METHODS: We conducted a survey in 2004 to assess cardiologists' and cardiac surgeons' knowledge of racial/ethnic disparities in cardiovascular care and their perceptions about the underlying causes. Respondents were recruited from the membership of four cardiovascular professional associations. This paper focuses on cardiovascular surgeons' responses (n = 208).
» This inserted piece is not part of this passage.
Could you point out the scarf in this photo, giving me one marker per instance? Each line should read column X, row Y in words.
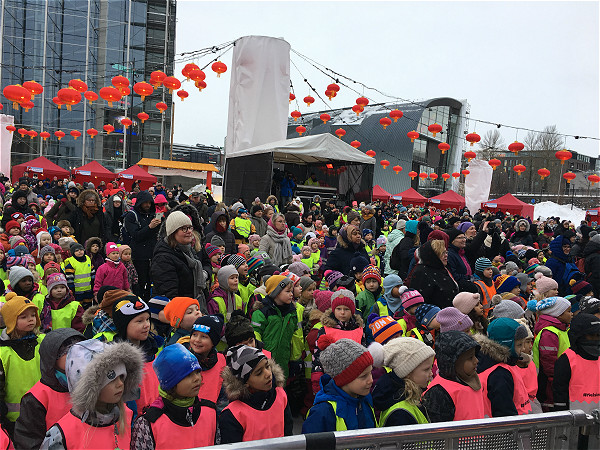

RESULTS: Forty-four percent of cardiovascular surgeons thought that, among patients with cardiac risk factors, black patients were not as likely as white patients to receive cardiac diagnostic tests and procedures. Additionally, 30% thought that black patients were not as likely as white patients to receive therapeutic tests and procedures. However, only 13% agreed that cardiac care disparities occur "often" or "somewhat often" based on patients' race/ethnicity, independent of their insurance and education. Only 3% thought disparities were likely to occur in their clinical setting. Respondents appeared more likely to endorse patient factors (eg, health behaviors or treatment adherence) than system or provider (eg, miscommunication or continuity of care) factors as reasons for disparities.
CONCLUSIONS: Although some surgeons acknowledge that racial/ethnic disparities in cardiac care occur, very few agree that they occur often, independent of patients' characteristics. Educational efforts tailored to local care settings, such as reviewing quality of care data on patients of different races/ethnicities within a clinic/hospital, may effectively inform all physicians of these disparities.